There's even a comment, pointing out that this line is there to make sure Pacman gets the permissions right.

I agree, sounds strange. Might be worth looking at the paccheck output for that, and perhaps check pacman -Qo /var/log/journal.

Another SetFileProperty I got on a package I have installed today, for the first time ever:

That looks like it's created by tmpfiles. Maybe at some point aconfmgr will learn to read systemd's tmpfiles (as a plugin or such), but for now they have to be repeated in the configuration.

Though I feel like this is deviating a bit from the main topic. Where can we discuss this, if you don't mind?

I haven't thought about setting up / adopting a medium for open-ended discussion yet. I suppose we could use Reddit or the Arch Linux forums, or create an IRC channel.

[alecmev]

Continued on Arch Forums.

[alecmev]

As for an IgnorePermissionsPath command, I think we need to determine some well-defined, practical use cases where we know that such a helper is definitely the best solution. The issue's original comment described one such situation (FAT32 filesystems), however "ignoring" permissions doesn't entirely fit the problem: it would be slightly more correct to say that we expect that the permissions on the FAT32 drive to be 777. In that case, we can achieve the goal with a helper which modifies the expected system state programmatically, without modifying aconfmgr's comparison logic.

Can we extract similar well-defined use cases from the problems you've encountered?

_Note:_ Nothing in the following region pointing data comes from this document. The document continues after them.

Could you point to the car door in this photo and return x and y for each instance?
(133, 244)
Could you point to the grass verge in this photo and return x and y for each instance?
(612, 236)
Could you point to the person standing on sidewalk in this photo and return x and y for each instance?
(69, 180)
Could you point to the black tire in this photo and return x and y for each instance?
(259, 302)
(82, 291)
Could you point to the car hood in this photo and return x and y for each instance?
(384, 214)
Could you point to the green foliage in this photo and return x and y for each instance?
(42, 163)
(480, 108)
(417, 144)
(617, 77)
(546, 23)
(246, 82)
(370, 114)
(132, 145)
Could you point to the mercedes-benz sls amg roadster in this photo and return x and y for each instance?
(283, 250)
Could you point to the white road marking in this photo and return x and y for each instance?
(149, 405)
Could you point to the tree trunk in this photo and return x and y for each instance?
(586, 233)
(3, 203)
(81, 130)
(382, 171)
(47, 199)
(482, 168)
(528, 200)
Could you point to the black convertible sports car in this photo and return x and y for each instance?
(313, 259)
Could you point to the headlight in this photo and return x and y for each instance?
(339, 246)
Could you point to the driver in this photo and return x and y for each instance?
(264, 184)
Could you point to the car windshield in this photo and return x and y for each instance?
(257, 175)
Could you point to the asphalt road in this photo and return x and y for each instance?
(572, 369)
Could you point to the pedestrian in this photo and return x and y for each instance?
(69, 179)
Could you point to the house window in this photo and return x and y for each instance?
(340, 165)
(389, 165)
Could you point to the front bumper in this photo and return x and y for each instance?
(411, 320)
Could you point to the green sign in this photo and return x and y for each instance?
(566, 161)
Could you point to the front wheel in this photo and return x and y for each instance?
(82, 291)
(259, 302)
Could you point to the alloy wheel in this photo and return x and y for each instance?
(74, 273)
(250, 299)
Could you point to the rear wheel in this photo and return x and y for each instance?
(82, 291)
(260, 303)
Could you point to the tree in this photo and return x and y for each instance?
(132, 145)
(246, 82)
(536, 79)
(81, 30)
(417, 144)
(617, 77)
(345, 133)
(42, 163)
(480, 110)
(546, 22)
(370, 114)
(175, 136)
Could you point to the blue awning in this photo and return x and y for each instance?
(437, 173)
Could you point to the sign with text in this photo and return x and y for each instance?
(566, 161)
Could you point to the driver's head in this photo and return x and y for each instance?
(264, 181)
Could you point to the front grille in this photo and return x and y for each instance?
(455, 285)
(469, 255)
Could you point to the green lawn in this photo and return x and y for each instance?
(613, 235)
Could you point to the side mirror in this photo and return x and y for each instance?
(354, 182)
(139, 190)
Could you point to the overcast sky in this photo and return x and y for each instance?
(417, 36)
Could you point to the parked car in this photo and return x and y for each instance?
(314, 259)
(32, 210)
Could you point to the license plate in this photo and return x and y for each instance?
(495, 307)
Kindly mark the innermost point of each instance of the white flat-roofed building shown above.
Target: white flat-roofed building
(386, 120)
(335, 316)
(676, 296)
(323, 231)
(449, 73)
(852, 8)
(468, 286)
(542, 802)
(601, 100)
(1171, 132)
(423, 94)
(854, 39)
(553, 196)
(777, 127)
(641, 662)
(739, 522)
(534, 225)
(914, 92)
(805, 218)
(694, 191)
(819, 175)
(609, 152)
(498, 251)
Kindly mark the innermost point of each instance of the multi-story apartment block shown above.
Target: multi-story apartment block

Your suggestion sounds good to me! Assertion is definitely better that just outright ignoring (AKA sweeping under the rug). Say, ExpectFileProperty, with the same signature as SetFileProperty? If in the future it stops being true, during an apply, then tell the user to comment out the affected expectations, and see what gets put into 99-unsorted when they run save.

[CyberShadow]

That doesn't sound necessary to me; the entire configuration is already, in a way, asserting that the system has a certain state. You know that the assertion no longer holds when aconfmgr save emits directives that override previously defined configuration, or when aconfmgr apply suggests modifications to the system. So, SetFileProperty sounds good already; the only problem remaining is to make it apply recursively to a directory on the machine's filesystem.

[alecmev]

Ah, right, the "There are changes, proceed?" applies to properties too. Sorry, haven't run an apply yet, still slowly refining the output of save. My use cases are fully satisfied then, it appears. Thanks.

[PkmX]

So, what's the current take on this?

systemd-boot now stores a random seed on /boot/loader/random-seed, which should be non-world-readable. Since /boot is usually on vfat, the only way to achieve this is by mounting the filesystem with fmask=0077, which changes the permission of every file under /boot. This causes aconfmgr to think that every file under /boot has different permission than the one from the official packages.

[CyberShadow]

Fun. Is it the systemd maintainers' consensus that ESP /boot should now be mounted with fmask=0077?

[PkmX]

bootctl install or bootctl random-seed prints the following warnings:

⚠️ Mount point '/boot' which backs the random seed file is world accessible, which is a security hole! ⚠️
⚠️ Random seed file '/boot/loader/random-seed' is world accessible, which is a security hole! ⚠️

With ESP typically being formatted as vfat, it basically requires a fmask that masks out the other-readable permission for every file on the filesystem.

I also tried to hack some solutions like mount -o bind,X-mount.mode=0770 /boot/loader/random-seed /boot/load/random-seed just to modify the permission of this partiular file, but it doesn't seem to work if the base filesystem is vfat.

[CyberShadow]

That is a pickle.

It might be worth asking the Arch folks if they were thinking about making files in packages (that have files under /boot) to change their mode to non-world-readable to conform to systemd's expectations. After all, this also affects e.g. pacman -Qkk.